Hello @Song_Gao_UW-Madison – another great paper from your group, and thanks for ref # 60 :smile: Your paper got me curious about a few ideas and questions. Please feel no urgency to respond, but I appreciate your thoughts if you have time.

  1. You describe a non-supervised spatial clustering to re-organize census block groups and tracts into sub-county regions defined empirically by O-D traffic flows. I understand how this is superior to just using somewhat arbitrary government boundaries. That said, how important is this re-clustering for the results of the model described in this paper? E.g., would it be possible to generate similar results with your model simply using empirical O-D traffic flows between government-defined census tracts? Or is the re-clustering necessary for the results of the paper?

  2. I would guess that government policies such as re-opening primarily impact effective reproduction (R) via O-D traffic flow (n). But that doesn’t have to be the case (e.g., maybe government policies don’t change O-D traffic flow, but affect close-contact social distancing and mask-wearing behavior). Can your model, which features the empirical O-D traffic flow data via SafeGraph, provide any causal analysis of the impact of government policies on effective transmission, specifically mediated by O-D traffic flow (as opposed to other measured or unmeasured mediators)?

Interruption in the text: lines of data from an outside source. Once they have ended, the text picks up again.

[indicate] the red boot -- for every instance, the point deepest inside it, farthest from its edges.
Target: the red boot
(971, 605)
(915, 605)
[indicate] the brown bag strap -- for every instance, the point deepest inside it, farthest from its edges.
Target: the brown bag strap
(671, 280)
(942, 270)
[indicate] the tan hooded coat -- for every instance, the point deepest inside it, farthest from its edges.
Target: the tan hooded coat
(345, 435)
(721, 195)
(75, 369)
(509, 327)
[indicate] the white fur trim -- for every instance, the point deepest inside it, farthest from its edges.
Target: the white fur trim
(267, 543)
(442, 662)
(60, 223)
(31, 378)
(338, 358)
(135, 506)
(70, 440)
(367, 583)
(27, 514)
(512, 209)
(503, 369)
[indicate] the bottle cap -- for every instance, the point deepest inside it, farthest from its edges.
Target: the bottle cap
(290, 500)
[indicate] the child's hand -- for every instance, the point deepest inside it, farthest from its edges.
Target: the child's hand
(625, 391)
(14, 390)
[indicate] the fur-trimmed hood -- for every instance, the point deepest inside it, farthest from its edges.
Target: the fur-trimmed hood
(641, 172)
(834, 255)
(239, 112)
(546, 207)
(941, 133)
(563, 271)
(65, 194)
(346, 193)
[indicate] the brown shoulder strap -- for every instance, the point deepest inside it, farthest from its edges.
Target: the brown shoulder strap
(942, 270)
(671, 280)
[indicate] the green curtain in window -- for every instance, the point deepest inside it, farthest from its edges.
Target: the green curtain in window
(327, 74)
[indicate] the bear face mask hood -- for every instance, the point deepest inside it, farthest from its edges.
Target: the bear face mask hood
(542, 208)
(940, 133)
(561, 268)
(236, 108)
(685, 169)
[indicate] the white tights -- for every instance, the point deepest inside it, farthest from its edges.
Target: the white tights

  3. Similar vein as 2: in the counterfactual scenarios you report that some govt policies, e.g. the phase 2 reopening in Dane County made significant impacts for Regions 3, 6 and 7, but less or negligible impacts on regions 1, 2, 4, and 5. The spatial heterogeneity of these results surprised me. What causes them? Are you able to tease apart whether the diff between Regions 3,6,7 vs 1,2,4,5 are driven primarily by differences in O-D traffic flows themselves vs other socioeconomic variables like age?

Again, thank you so much for sharing the great work!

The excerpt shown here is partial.